Dr. Larry Bramlage, partner, Rood & Riddle Equine Hospital, Lexington: "We are anticipating that there will be a significant downturn with the veterinary care of this year's foal crop because their value is going to have to be evaluated in light of what kind of care they need. You're not able to go to the lengths that you would have in the past. There will be foals with really crooked legs, for instance, and your potential return may not be there to resolve those. People will decide to give them away or not keep them as an auction commodity. Any time a foal requires (veterinary) attention, if it's a significant amount of investment, people are going to have to look at it with a critical eye.

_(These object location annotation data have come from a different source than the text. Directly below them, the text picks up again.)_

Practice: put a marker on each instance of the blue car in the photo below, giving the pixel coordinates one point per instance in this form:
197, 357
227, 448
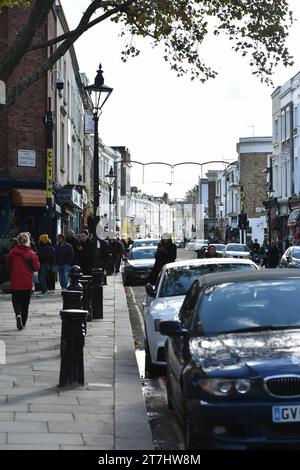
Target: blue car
233, 361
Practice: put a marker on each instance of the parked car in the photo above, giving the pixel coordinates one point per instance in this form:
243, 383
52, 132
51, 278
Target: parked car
138, 265
179, 243
200, 243
164, 301
190, 246
220, 247
233, 359
145, 242
236, 250
290, 258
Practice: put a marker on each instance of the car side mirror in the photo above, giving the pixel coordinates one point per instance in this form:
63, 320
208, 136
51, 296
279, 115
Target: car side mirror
172, 328
150, 289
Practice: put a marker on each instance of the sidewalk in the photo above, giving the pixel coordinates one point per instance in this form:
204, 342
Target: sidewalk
108, 413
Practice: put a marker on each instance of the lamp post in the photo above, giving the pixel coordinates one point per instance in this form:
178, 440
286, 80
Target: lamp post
111, 179
101, 94
270, 193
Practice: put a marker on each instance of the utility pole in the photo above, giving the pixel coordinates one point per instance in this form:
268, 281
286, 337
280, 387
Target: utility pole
49, 167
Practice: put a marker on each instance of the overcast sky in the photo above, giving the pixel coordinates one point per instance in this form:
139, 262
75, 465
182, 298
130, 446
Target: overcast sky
160, 117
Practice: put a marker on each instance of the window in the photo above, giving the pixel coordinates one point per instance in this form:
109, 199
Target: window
282, 126
276, 132
287, 124
284, 178
62, 146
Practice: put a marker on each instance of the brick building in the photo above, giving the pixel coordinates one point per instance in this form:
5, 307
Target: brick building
23, 136
254, 154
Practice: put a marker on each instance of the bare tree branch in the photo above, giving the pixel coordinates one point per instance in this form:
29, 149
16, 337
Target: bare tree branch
59, 52
11, 58
82, 27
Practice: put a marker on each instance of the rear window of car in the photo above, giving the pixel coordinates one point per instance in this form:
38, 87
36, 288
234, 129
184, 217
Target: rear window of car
234, 306
142, 254
145, 243
177, 281
232, 247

"The first thing you have to do (to save money) is reduce your total numbers (of horses). People likely have not been critical enough with culling mares and reducing the population. Older mares or somewhat infertile mares with chronic uterine infections or uterine fibrosis require a lot of additional veterinary care compared to the ones that are very, very fertile. I think people will look critically at them and say, ‘This isn't worth it anymore.' "
Now, some questions: What do you do to try to reduce the veterinary costs for your horses? Are veterinary bills too high and how do you think veterinarians could reduce them?